Hans Rothfels hat wieder Konjunktur. Lange Zeit waren Lebensgeschichte und wissenschaftliches Werk dieses wichtigen Historikers aus der Wahrnehmung der Geschichtswissenschaft verschwunden. Das hat sich geändert. Vor dem Hintergrund zweier Neuerscheinungen auf dem Buchmarkt1 fand am 30. Januar 2006 im Großen Senat der Eberhard Karls-Universität Tübingen eine Podiumsdiskussion über Hans Rothfels und die Grundlegung der westdeutschen Zeitgeschichte statt. Auf Einladung von Anselm Doering-Manteuffel, Direktor des Seminars für Zeitgeschichte, diskutierten Jan Eckel (Freiburg), Christoph Cornelißen (Kiel), Thomas Etzemüller (Oldenburg), Bernhard Mann (Tübingen) unter der Gesprächsleitung von Mathias Beer (Tübingen).

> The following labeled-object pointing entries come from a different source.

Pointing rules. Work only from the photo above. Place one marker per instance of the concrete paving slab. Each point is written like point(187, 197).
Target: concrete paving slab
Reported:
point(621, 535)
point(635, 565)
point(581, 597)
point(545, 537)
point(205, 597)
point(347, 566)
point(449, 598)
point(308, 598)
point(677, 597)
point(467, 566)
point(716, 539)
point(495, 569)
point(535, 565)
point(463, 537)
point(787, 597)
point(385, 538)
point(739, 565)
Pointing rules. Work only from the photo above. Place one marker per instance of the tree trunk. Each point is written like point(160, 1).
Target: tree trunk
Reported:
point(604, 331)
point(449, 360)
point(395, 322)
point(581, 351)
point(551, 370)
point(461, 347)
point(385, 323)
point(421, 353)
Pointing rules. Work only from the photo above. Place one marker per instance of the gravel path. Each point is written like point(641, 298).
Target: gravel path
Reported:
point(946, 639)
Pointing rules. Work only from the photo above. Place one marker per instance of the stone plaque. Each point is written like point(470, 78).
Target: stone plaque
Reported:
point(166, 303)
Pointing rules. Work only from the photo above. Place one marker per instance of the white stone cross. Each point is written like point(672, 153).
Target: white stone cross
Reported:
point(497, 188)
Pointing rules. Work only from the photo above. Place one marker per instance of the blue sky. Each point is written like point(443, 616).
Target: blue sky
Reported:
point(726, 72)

In seinen einführenden Bemerkungen schilderte Doering-Manteuffel die generationsspezifischen Erfahrungen der "jungen Wilhelminer", zu denen er Rothfels zählte. Ferner wies er auf die Verbindung von Geschichtswissenschaft und Gegenwart hin, die Rothfels als das zentrale Aufgabenfeld des Neuzeithistorikers ansah und zeigte damit die Bedeutung der Geschichtswissenschaft auf, die sie heute für unsere Gesellschaft unabdingbar macht. Aus dem Gegenwartsbezug der Geschichte leitete sich nicht zuletzt die Gründung des Seminars für Zeitgeschichte an der Universität Tübingen ab, das 1962 aus dem Zusammenwirken von Rothfels und dem Politikwissenschaftler Theodor Eschenburg entstand.

Mathias Beer (Tübingen) machte auf die Bedeutung des "Dreiecks Königsberg - Chicago - Tübingen" für die Grundlegung der westdeutschen Zeitgeschichte aufmerksam, die er anhand von Rothfels' programmatischem Aufsatz in den Vierteljahrsheften für Zeitgeschichte ‚Zeitgeschichte als Aufgabe' erläuterte. Die Aufgaben der Zeitgeschichte, so Rothfels, seien politisch, wissenschaftlich und staatsbürger-bildend. Beer betonte, dass die "Betroffenheit" des Historikers, d.h. seine Zeitgenossenschaft und der Umgang mit dieser, für Rothfels' Definition der Zeitgeschichte eine zentrale Rolle spielte. Rothfels' Biographie könne beispielhaft die Wurzeln der deutschen Zeitgeschichte bis in die Zeit des Ersten Weltkrieges offenlegen. Es mündeten, so Beer, "historiographisch gesehen, Pregel und Chicago River in den Neckar."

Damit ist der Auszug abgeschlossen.